6. Ayant ainsi fait ressortir par des motifs suffisants que la nature de cette convention était celle d'un contrat de droit privé dont les termes n'étaient pas affectés par les lois n° 2015-1779 du 28 décembre 2015 relative à la gratuité et aux modalités de la réutilisation des informations du secteur public et n° 2016-1321 du 7 octobre 2016 pour une République numérique, complétées par le décret n° 2016-1617 du 29 novembre 2016 relatif aux catégories d'informations publiques de l'Etat et de ses établissements publics administratifs susceptibles d'être soumises au paiement d'une redevance de réutilisation, elle en a exactement déduit, sans excéder ses pouvoirs et sans être tenue de suivre les parties dans le détail de leur argumentation, que l'action relative à la rupture brutale de la convention relevait de la compétence de la juridiction judiciaire.

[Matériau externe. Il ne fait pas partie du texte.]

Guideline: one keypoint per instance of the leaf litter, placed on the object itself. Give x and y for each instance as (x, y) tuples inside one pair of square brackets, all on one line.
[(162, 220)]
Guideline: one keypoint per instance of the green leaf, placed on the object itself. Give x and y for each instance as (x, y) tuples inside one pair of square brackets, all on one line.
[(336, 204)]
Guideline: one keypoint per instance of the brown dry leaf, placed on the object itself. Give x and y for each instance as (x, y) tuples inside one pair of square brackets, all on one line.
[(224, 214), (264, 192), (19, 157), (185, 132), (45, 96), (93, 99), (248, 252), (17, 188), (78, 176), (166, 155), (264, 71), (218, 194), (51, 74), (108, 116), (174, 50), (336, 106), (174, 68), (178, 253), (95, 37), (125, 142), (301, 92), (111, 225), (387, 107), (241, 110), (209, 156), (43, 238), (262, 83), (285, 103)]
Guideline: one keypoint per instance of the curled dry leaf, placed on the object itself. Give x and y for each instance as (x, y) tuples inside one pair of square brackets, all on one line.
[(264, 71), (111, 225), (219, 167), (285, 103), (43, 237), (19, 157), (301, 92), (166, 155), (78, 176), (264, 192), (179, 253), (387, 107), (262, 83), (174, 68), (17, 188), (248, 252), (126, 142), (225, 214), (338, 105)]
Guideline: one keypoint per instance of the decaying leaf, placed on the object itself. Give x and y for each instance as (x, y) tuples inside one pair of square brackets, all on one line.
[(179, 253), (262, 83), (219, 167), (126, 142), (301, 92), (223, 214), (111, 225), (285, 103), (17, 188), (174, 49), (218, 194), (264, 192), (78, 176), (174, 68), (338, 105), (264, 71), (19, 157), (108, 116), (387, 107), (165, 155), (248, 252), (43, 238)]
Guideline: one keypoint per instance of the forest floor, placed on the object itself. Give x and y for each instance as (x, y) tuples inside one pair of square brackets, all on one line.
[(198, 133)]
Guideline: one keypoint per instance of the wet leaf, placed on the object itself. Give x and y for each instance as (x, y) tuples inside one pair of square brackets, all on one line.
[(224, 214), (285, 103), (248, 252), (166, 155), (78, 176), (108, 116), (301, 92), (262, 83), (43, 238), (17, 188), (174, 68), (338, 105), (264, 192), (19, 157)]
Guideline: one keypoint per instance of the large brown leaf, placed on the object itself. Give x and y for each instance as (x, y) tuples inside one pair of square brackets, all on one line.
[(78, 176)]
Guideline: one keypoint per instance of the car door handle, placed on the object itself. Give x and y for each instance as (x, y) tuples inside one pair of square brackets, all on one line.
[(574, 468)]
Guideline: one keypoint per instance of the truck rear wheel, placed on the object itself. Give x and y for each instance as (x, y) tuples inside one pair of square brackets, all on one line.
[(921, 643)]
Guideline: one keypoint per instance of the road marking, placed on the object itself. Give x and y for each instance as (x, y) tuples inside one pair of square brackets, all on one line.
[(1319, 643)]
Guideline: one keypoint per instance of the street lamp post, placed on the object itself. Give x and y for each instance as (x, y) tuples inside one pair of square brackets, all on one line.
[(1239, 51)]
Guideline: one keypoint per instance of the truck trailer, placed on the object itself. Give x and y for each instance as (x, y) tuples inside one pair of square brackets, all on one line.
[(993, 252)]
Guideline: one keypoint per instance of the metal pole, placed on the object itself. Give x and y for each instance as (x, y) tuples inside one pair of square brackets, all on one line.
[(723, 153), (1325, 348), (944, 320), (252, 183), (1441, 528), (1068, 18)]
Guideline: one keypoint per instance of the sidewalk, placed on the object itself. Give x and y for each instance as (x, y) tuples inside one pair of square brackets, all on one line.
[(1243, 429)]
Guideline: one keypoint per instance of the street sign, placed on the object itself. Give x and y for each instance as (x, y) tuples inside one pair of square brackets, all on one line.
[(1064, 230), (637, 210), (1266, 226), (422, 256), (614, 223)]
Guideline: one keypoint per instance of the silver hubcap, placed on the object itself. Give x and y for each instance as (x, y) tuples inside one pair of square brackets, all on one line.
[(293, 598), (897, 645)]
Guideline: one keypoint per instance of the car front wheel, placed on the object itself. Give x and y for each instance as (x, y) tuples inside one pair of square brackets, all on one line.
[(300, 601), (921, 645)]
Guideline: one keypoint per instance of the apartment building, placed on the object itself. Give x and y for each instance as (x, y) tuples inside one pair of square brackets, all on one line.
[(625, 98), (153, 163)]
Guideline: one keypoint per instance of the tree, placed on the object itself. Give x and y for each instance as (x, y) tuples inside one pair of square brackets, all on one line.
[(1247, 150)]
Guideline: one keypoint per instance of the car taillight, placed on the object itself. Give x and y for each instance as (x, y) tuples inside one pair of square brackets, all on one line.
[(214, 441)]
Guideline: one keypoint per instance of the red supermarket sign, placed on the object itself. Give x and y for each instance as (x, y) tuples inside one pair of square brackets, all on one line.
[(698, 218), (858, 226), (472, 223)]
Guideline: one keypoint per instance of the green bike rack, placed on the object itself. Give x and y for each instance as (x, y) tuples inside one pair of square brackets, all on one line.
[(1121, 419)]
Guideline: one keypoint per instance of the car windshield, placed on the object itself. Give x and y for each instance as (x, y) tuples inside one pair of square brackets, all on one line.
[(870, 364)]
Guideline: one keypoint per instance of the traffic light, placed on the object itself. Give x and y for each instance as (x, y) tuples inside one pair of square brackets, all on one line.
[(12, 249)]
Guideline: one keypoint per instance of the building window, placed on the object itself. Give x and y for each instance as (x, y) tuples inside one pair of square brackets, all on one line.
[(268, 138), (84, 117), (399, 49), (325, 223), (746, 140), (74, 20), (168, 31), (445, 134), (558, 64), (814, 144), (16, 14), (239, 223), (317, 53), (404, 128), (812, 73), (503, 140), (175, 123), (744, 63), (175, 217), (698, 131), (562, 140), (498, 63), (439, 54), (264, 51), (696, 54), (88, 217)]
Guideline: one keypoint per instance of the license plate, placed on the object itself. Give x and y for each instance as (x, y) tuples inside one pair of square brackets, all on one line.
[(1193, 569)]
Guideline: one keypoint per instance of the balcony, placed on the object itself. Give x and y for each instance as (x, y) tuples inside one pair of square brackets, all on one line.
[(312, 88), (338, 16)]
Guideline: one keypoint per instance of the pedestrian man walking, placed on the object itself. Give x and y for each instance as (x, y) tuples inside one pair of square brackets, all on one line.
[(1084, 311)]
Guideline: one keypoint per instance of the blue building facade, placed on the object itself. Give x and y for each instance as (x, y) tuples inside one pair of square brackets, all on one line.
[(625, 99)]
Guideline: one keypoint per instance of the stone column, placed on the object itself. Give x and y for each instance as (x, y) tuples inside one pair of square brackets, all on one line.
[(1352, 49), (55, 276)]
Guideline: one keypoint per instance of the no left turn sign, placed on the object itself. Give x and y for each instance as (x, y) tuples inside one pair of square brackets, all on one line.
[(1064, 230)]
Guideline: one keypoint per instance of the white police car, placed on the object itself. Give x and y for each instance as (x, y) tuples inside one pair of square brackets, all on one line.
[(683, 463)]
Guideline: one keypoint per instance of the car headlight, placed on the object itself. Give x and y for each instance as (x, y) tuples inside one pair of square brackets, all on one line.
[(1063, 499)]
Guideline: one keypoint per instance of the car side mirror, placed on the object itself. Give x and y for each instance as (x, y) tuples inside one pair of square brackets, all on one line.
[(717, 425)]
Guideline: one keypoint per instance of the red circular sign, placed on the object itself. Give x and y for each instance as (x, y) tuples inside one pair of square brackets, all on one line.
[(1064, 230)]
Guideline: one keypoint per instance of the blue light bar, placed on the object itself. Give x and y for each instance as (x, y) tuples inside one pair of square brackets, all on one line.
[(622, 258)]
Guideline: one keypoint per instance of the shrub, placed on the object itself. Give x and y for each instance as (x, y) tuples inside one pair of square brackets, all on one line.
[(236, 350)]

7. Le moyen n'est donc pas fondé.
PAR CES MOTIFS, la Cour :
REJETTE le pourvoi ;
Condamne l'établissement public administratif Météo-France aux dépens ;
En application de l'article 700 du code de procédure civile, rejette la demande formée par l'établissement public administratif Météo-France et le condamne à payer à la société Meteoconsult la somme de 3 000 euros ;
Ainsi fait et jugé par la Cour de cassation, première chambre civile, et prononcé par le président en son audience publique du vingt-cinq septembre deux mille vingt-quatre.